I am training a NER model to extract the named of injured body parts. For example if I have the text
The employee dropped the hammer from their left hand and it fell on their foot.
I want to annotate “foot” but not “hand” and INJURED_BODY_PART. So the model is learning both lexical and contextual information. I am only learning this new tag and not trying to retain model accuracy for other tags, so I don’t think catastrophic forgetting should be an issue here.

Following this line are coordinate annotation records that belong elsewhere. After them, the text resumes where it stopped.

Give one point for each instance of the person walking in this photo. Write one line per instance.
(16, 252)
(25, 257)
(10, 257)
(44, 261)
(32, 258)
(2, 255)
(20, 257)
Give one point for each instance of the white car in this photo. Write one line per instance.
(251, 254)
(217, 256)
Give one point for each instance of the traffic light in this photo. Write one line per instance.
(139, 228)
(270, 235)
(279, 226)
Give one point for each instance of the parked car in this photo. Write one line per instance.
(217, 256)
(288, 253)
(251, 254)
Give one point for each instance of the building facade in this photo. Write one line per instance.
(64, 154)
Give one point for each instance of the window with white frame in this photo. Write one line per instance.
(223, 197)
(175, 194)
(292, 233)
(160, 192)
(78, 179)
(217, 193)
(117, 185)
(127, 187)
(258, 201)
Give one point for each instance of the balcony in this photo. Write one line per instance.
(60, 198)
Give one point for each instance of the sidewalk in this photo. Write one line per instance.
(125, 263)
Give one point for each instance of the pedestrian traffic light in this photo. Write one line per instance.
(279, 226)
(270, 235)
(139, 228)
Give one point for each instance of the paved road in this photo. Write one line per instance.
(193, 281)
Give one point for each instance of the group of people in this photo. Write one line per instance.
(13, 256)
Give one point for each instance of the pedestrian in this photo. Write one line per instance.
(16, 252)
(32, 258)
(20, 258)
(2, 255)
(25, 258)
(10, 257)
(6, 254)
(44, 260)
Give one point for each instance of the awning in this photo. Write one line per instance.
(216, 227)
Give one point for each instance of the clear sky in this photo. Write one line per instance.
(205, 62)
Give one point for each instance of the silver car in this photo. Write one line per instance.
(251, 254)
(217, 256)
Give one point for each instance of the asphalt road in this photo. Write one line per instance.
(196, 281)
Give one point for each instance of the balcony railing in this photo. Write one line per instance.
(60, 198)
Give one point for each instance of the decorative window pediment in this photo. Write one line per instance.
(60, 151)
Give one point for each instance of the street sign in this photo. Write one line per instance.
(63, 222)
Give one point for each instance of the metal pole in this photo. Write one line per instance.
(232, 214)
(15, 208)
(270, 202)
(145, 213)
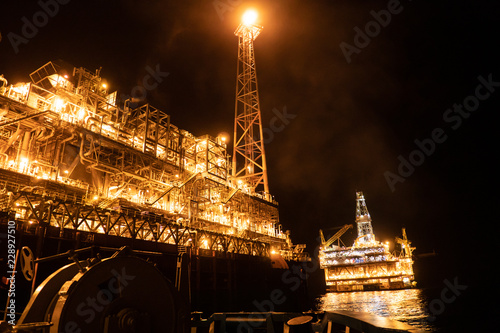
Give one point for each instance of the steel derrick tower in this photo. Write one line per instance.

At the end of my annotation session the progress-to-zero-error bar was reading about 90%, and I was accepting most of the suggestions that Prodigy was making. Then I ran an ner-batch
and saw the following.
prodigy ner.batch-train safety_new safety2.model --output safety3.model --label INJURED_BODY_PART
Loaded model safety2.model
Using 50% of accept/reject examples (291) for evaluation
Using 100% of remaining examples (643) for training
Dropout: 0.2 Batch size: 32 Iterations: 10
BEFORE 0.010
Correct 7
Incorrect 722
Entities 2273
Unknown 8
LOSS RIGHT WRONG ENTS SKIP ACCURACY
01 7.707 87 642 1344 0 0.119
02 5.680 91 638 245 0 0.125
03 4.709 127 602 360 0 0.174
04 3.040 160 569 418 0 0.219
05 3.283 165 564 375 0 0.226
06 2.980 159 570 402 0 0.218
07 2.381 170 559 448 0 0.233
08 2.665 170 559 706 0 0.233
09 2.734 169 560 777 0 0.232
10 1.581 164 565 798 0 0.225
Correct 170
Incorrect 559
Baseline 0.010
Accuracy 0.233
I would expect the model to perform better on this task. The fact that the accuracy is flat makes me think that I don’t have enough training data. However, this seems strange because the active learning model in the Prodigy UI seemed to be doing extremely well, and I would expect that model to underestimate the true accuracy. However the accruacy in ner.batch is about 20%, but towards the end of Prodigy training
I was hitting Accept way more than 20% of the time.
My intuition is that this is strange. If I am hitting Accept way more than 20% of the time during active learning, I should see much better than 20% cross validation accuracy. Is this intuition correct, or is there something I’m overlooking?